Motorcycle Modus in Caloocan City: Hit and Extort
The Christmas spirit is already in the air now that the Ber months are here. Unfortunately, our fellow countrymen are also thinking of new ways to extort money from car owners. On October 23, 2014, I was travelling along Heroes Del 96 Street in Caloocan City (near University of the East in Samson Road, Caloocan City). The road was pretty bad as I hit the brakes before a hole and a hump along the road.
There was this motorcycle rider without a plate number and under registration with the LTO (Yamaha Brand) in front of me who also slowed down as he approached the hump. Suddenly, he tried to avoid the fall to the left as he went off-balance because of the bad pavement. Then he stopped and stared at me in a very bad way. I wondered what happened because I did not feel any bump on my car and I’m pretty sure I did not hit his motorcycle.
Heroes Del 96 Street in Caloocan City
Bystanders then came from the side. I didn’t bother to get out of the car because I knew I did not hit him. As people gathered around my car, I realised that things might get bad and one of the “gang leaders” came to me and asked me to talk to the “victim”. I had no choice but to talk to him as I knew this wouldn’t get anywhere if I still refused to step out of the car.
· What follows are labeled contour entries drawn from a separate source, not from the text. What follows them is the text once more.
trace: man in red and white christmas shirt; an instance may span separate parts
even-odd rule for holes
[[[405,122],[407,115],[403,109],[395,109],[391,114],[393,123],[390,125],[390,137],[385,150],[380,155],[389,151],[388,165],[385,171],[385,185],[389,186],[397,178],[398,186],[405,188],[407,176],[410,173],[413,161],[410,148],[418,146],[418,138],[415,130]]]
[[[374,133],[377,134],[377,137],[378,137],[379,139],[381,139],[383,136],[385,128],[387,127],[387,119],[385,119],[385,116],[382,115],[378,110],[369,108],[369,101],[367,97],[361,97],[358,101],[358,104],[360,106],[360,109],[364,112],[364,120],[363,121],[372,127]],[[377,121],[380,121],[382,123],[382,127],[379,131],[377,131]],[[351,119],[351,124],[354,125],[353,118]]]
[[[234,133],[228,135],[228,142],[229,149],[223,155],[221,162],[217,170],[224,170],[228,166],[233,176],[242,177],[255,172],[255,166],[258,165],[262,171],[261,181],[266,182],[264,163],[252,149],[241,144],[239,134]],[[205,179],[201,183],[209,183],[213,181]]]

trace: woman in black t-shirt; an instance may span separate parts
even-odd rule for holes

That’s when they began to make up stories, pretending that they saw what happened – that I bumped the motorcycle and the victim went out of balance because of it. I was in a bit of a panic and forgot to take pictures of the scene and the motorcycle unit as I feared that the bystanders might rob me of my belongings. I took the pictures of the scene the day after the incident instead.
Accident Location. Take a good look at the hump; it is designed to let you fall first before going up the hump.
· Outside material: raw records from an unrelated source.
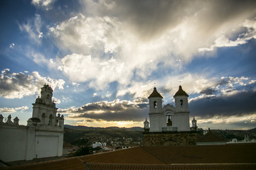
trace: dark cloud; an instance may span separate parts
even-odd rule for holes
[[[191,115],[211,118],[213,115],[230,116],[256,112],[256,91],[241,91],[235,95],[204,98],[189,103]]]
[[[113,7],[107,8],[107,6]],[[93,6],[85,5],[87,11],[94,9],[89,16],[118,17],[121,21],[129,22],[129,26],[145,40],[175,28],[189,16],[198,16],[198,20],[195,22],[198,24],[199,21],[200,31],[207,35],[234,18],[253,17],[256,11],[256,2],[252,0],[117,0],[106,1],[105,5],[95,6],[97,6],[95,4]]]
[[[65,81],[55,80],[49,77],[41,76],[36,72],[31,74],[13,73],[9,69],[1,71],[0,76],[0,96],[6,98],[22,98],[24,96],[33,95],[40,91],[42,86],[48,83],[53,89],[55,86],[63,89]]]
[[[70,113],[70,118],[85,118],[107,121],[142,121],[148,113],[148,104],[134,101],[100,101],[88,103],[79,108],[60,109],[59,113]],[[80,114],[72,114],[80,113]]]
[[[207,88],[204,90],[202,90],[201,91],[200,91],[200,94],[205,94],[206,95],[210,95],[210,94],[213,94],[215,92],[217,92],[217,90],[214,90],[213,89],[211,88]]]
The “victim” kept scratching his head as he didn’t know what to do with his motorcycle. He kept talking to me, asking “paanu na?” (now what?). I told him there was no damage on my bumper. I even ran my hands on my front bumper and found no scratch nor dents. I tried to look at the rear of his motorcycle and there was no damage, either. He told me to take a good look and still I didn’t see any problem. Then he showed me his mud guard had been sucked into the wheel. I was shocked. How on earth could that even happen when travelling at a mere 2-3 kph? And even if I did bump the mud guard, the chances of it getting sucked inside are very slim unless I was travelling at a faster rate.
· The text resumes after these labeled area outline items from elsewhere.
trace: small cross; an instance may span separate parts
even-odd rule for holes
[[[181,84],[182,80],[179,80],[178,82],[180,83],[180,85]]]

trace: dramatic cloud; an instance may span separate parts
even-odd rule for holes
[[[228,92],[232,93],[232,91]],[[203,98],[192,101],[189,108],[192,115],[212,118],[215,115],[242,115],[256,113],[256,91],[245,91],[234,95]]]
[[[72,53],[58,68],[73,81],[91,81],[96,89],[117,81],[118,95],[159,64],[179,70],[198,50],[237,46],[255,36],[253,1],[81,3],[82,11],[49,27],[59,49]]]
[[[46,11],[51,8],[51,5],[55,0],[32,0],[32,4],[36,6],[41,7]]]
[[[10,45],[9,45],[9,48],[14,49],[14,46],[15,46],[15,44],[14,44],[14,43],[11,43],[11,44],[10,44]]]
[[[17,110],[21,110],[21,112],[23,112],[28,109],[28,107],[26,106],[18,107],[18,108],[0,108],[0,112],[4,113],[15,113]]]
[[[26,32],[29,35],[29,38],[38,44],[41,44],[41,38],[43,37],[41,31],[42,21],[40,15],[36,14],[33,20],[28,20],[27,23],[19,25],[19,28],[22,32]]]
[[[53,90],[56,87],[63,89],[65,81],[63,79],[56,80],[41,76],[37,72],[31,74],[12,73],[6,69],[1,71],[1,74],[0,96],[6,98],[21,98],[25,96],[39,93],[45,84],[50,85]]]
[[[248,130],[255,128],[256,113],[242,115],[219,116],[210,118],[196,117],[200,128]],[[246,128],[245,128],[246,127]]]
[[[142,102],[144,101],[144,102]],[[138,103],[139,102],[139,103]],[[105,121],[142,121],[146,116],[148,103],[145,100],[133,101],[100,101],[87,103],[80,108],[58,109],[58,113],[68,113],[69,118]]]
The bystanders began to tell stories about him hitting the bottom of my bumper and that’s when I shouted at them. “Kung wala kayo magawa dyan sa tabi, wag na kayo gumawa ng story ninyo. Kami nagaareglo dito at huwag na kayo makialam, puwede ba?” (If you don’t have anything to do, don’t make up stories. We are haggling to a common agreement, please do not bother us, okay?)
Another clear shot of the accident place.
I started to recall the Bigas Car Gang Scam incident, which was pretty similar to this one. The victim pretends to get hit and extorts money from you. So, I told him I would give him Php300 to buy a replacement and he said that would only buy him a fake one, not an original YAMAHA one. Then he asked for Php1,000, which I said was too much. After all, I had bought 4 mudguards for my car at only Php1,200. As we haggled down, he extorted Php500 from me.
The place where the bystanders are hiding before the accident happened.
I am an engineer by profession. As I recalled the incident later that night, I realised that the mudguard was perfectly bended inside. It should have been twisted or broken in some way. Lesson learned: try not to tailgate the vehicle in front of you. Keep a distance of around 1 meter at the very least. I was not even tailgating him and yet I got scammed.
My hand drawing illustration of what the mud guard of the motorcycle looked like assumed that it got bumped by me
When in Manila, be informed of new scams around the Metro! Be smarter than the scams and scammers out there to protect yourself and your family!